Index

Scene Graph

Like many engines, Trial includes a "scene graph" – a tree of nodes in which the objects that are drawn or are interactable are organised. Each node is a scene-node with a container pointer to its parent node. Nodes that can contain other child nodes are containers. Nodes that can be named are called entitys. If an entity is named, it is uniquely identified by its name within the scene it is contained in. An entity can be obtained via its name with the node function.

Graph Operations

Operating on the graph is rather simple: enter is used to introduce a node into a container, and leave is used to remove it again. When a node is entered, it is also registered on the graph's root scene. Similarly, when it is left, the node and any children it might have are first deregistered. When the name of an entity is changed via setf, the object is also first deregistered and then re-registered after the name change.

Each container must be a sequence and as such can be iterated over as one, using either for:for or sequences:dosequence. All other standard sequence operations are naturally required to be supported as well.

You can also clear a container fully, though note that this will not recursively clear if the container contained other containers. When a container is finalized, all of its children are also finalized and the container is cleared, though as with all finalization you should not rely on any particular state after finalization.

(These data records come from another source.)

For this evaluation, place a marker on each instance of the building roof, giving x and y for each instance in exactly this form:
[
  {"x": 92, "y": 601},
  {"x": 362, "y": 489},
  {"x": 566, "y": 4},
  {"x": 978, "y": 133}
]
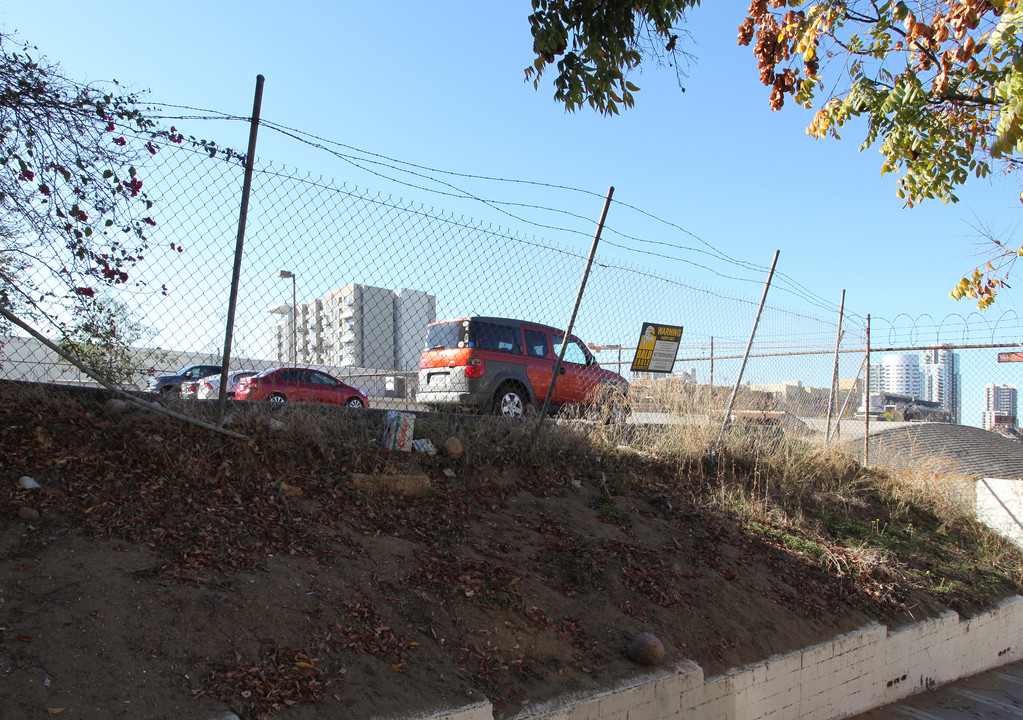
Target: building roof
[{"x": 943, "y": 448}]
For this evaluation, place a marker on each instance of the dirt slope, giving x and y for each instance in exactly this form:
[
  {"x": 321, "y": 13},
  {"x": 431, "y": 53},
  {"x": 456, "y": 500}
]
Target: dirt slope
[{"x": 175, "y": 573}]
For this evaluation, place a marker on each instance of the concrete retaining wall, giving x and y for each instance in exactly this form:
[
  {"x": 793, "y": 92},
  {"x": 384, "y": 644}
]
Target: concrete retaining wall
[{"x": 853, "y": 673}]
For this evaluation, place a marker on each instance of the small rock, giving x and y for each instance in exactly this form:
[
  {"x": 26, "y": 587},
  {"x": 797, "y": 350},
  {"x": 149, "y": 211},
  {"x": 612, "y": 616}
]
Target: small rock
[
  {"x": 117, "y": 406},
  {"x": 453, "y": 448},
  {"x": 646, "y": 649}
]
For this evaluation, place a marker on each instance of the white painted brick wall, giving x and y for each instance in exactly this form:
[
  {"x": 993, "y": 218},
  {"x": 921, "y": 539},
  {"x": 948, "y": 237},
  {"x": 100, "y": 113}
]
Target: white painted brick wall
[{"x": 848, "y": 675}]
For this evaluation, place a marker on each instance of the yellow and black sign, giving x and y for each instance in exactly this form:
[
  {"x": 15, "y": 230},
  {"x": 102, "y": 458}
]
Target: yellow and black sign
[{"x": 658, "y": 348}]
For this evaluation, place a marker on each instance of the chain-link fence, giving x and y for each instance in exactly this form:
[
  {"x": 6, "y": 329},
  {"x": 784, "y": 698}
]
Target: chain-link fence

Finally, you can check whether a node is within a container with contained-p, and retrieve the container it is in (if any) with the container function. To retrieve the root scene, simply use the scene function.

Reacting to Scene Changes

When a node in the scene graph is added or removed, you can react to that change at the immediate child level via methods on enter and leave. Any enter and leave operation will also bubble upwards (to the root) of the tree via register and deregister calls correspondingly, so you can react to changes lower down in the tree via methods on those functions.

Note that all of those functions are called synchronously, so performing expensive operations in them will also make scene tree changes expensive as well. However, it also allows you to perform consistency checks and error out, should an insertion or removal be considered invalid.

In order to react to changes elsewhere in the scene graph, you can add an event handler for the register and deregister events. Note that these will be asynchronous and will only be handled after the change has already been performed.

Entity Mixins

By themselves nodes don't actually do anything. Often you'd like the nodes to carry some properties such as a location, orientation, etc. To this end, Trial offers a number of mixin classes:

Note that if you use multiple of these mixins that the order in which you specify them in the superclass list matters, as it determines the order in which their transformations apply to the model-matrix via apply-transforms.

Container Types

While you can create your own container types when necessary, Trial already provides a number of containers that should fit almost every need out there.

Defining your own container types is simple – all you need to do is subclass container, and implement clear, enter, leave, and the necessary sequence methods (most notably sequences:make-sequence-iterator).